Estar cada vez melhor

Rubens Vilela / Psicanalista


A ideia de sexualidade, presente na obra freudiana desde a década de 1890, consolidou-se com o estabelecimento da noção de pulsão, nos “Três ensaios sobre a teoria da sexualidade”, publicados em 1905. Para ele fica cada vez mais claro que o que nos move, a todos, o motor da nossa sexualidade é essa força interior de ‘pressão constante’, cuja fonte é alguma zona erógena de nosso corpo e que tem por finalidade obter satisfação através de qualquer objeto que lhe sirva. Somos, todos, arrastados, ao longo de nossas vidas, por nossa busca incessante por satisfação…

Quando uma mãe cuida do seu bebê, ela (quase) sempre cuida com muito carinho e amor. A fome é saciada com leite e amor, a sede é saciada com suquinho e amor, o frio com uma mantinha e mais amor… Assim, o bebê logo liga a satisfação de suas necessidades básicas com amor e suas demandas à mãe se transformam, aos poucos, em demandas de amor: se está com fome, a fome é mais fome de amor; se está com sede, é mais uma sede de amor. Suas necessidades começam a ser, para ele, representadas por FALTA DE AMOR e, com suas idas e vindas, sua mãe se transforma naquele objeto para sempre perdido de uma satisfação que, sempre procurada, nunca se repetirá.

Daí vem essa marca indelével de insatisfação de que todos somos portadores. Insatisfação por faltas, em sua maioria, inconscientes, por estarem suspensas no hiato de nossas palavras. Minha geladeira pode estar repleta de coisas para as quais, com fome, olho com a sensação: “não estou com vontade de nada disso.” E, aí, saio para comer outra coisa na padaria, porque nada daquilo satisfaria essa minha falta que não sei exatamente de quê… Prisioneiros de faltas tão fugidias, saímos construindo expectativas e correndo atrás de objetos na tentativa de reencontrar nosso objeto há muito perdido, nas filigranas de nosso olhar, de nosso escutar, de nosso cheirar…

Quando nos perdemos neste ciclo, isto se chama COMPULSÃO.

 

Se sou um eterno insatisfeito, o que fazer?

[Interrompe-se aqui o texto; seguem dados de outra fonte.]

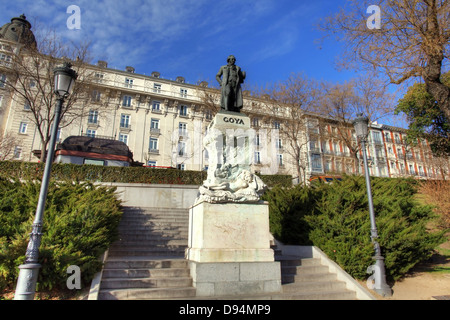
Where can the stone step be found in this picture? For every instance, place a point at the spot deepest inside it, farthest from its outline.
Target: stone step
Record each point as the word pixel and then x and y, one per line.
pixel 152 237
pixel 299 262
pixel 121 283
pixel 148 293
pixel 144 248
pixel 142 273
pixel 307 286
pixel 139 263
pixel 153 222
pixel 153 228
pixel 289 278
pixel 306 269
pixel 320 295
pixel 156 241
pixel 147 253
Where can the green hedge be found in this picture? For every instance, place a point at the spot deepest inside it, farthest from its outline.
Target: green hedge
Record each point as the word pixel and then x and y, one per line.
pixel 80 222
pixel 335 218
pixel 73 172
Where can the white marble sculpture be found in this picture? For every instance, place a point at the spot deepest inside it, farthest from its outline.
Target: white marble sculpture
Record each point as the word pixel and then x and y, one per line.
pixel 230 155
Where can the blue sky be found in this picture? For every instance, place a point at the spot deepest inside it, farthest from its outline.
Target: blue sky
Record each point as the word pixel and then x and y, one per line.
pixel 192 38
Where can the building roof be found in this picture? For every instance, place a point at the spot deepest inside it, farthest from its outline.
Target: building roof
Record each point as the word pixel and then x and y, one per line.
pixel 18 30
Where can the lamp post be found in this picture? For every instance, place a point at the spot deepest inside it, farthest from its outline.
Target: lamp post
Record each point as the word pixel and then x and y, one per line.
pixel 361 125
pixel 26 283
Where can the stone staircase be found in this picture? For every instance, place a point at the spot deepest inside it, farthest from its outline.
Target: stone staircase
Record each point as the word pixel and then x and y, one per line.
pixel 309 279
pixel 147 262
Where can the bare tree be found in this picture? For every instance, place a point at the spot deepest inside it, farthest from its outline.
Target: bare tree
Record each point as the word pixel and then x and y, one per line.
pixel 7 146
pixel 289 105
pixel 412 41
pixel 339 105
pixel 31 81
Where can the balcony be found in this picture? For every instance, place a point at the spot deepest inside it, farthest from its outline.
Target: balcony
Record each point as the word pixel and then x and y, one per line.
pixel 155 131
pixel 125 127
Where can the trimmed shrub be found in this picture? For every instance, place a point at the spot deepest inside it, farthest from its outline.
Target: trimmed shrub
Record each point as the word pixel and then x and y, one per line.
pixel 335 218
pixel 73 172
pixel 341 227
pixel 80 222
pixel 288 208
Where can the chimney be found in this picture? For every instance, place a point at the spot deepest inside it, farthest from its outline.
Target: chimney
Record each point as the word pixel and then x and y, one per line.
pixel 102 64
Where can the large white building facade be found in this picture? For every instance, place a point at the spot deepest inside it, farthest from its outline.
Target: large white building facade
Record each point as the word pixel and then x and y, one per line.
pixel 163 122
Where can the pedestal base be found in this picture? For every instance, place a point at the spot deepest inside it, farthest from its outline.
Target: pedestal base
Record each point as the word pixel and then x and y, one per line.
pixel 230 232
pixel 229 250
pixel 235 278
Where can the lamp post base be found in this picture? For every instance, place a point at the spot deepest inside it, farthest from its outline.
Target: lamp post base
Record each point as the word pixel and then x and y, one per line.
pixel 26 283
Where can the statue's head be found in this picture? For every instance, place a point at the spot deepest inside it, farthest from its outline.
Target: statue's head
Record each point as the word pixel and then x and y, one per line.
pixel 231 59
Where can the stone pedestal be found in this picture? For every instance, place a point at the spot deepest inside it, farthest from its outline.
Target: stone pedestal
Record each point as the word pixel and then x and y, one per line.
pixel 229 249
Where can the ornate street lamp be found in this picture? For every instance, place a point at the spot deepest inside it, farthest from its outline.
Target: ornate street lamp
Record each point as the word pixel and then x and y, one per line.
pixel 361 125
pixel 26 283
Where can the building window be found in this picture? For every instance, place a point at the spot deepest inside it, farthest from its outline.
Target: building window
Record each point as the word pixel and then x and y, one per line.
pixel 4 57
pixel 95 96
pixel 257 140
pixel 156 106
pixel 181 148
pixel 125 121
pixel 376 137
pixel 327 166
pixel 128 83
pixel 313 146
pixel 387 137
pixel 2 80
pixel 123 138
pixel 23 128
pixel 153 146
pixel 93 117
pixel 157 88
pixel 280 160
pixel 278 144
pixel 183 111
pixel 316 162
pixel 154 125
pixel 98 77
pixel 91 133
pixel 257 157
pixel 126 101
pixel 17 153
pixel 182 129
pixel 26 106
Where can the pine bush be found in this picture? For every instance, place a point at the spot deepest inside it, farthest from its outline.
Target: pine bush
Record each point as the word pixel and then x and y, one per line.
pixel 335 218
pixel 288 207
pixel 80 222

Não é à toa que, para Lacan, uma das tarefas de uma análise é ajudar o paciente a encontrar o que ele chamou de ´objetos a´: esses pontos de falta que podem ser identificados nela e virem a representar uma reorientação de sua vida, dando um sentido diferente ao esforço de permanecer vivo – viver para perseguir objetos que realmente tragam uma satisfação diferente, menos fugidia, menos lábil, mais durável. Transformar pequenos e raros momentos de felicidade em algo mais duradouro: estar satisfeito consigo mesmo e com sua vida. Por isso vemos tantas pessoas fazendo trabalhos voluntários, por exemplo. Com ou sem ir ao divã, perceberam que suas faltas podem ser melhor completadas por eles. E, por isso também, aos pacientes deprimidos indica-se uma análise: eles são o paradigma da perda de contato com suas faltas. Também por isso, no Amor-Exigente, grupo do qual sou voluntário, iniciamos todas as reuniões lembrando a todos de que nosso objetivo de vida é estar cada vez melhor e, em todas as reuniões, estabelecemos metas individuais para isso, usando as partilhas como uma análise coletiva: o que ainda me falta?…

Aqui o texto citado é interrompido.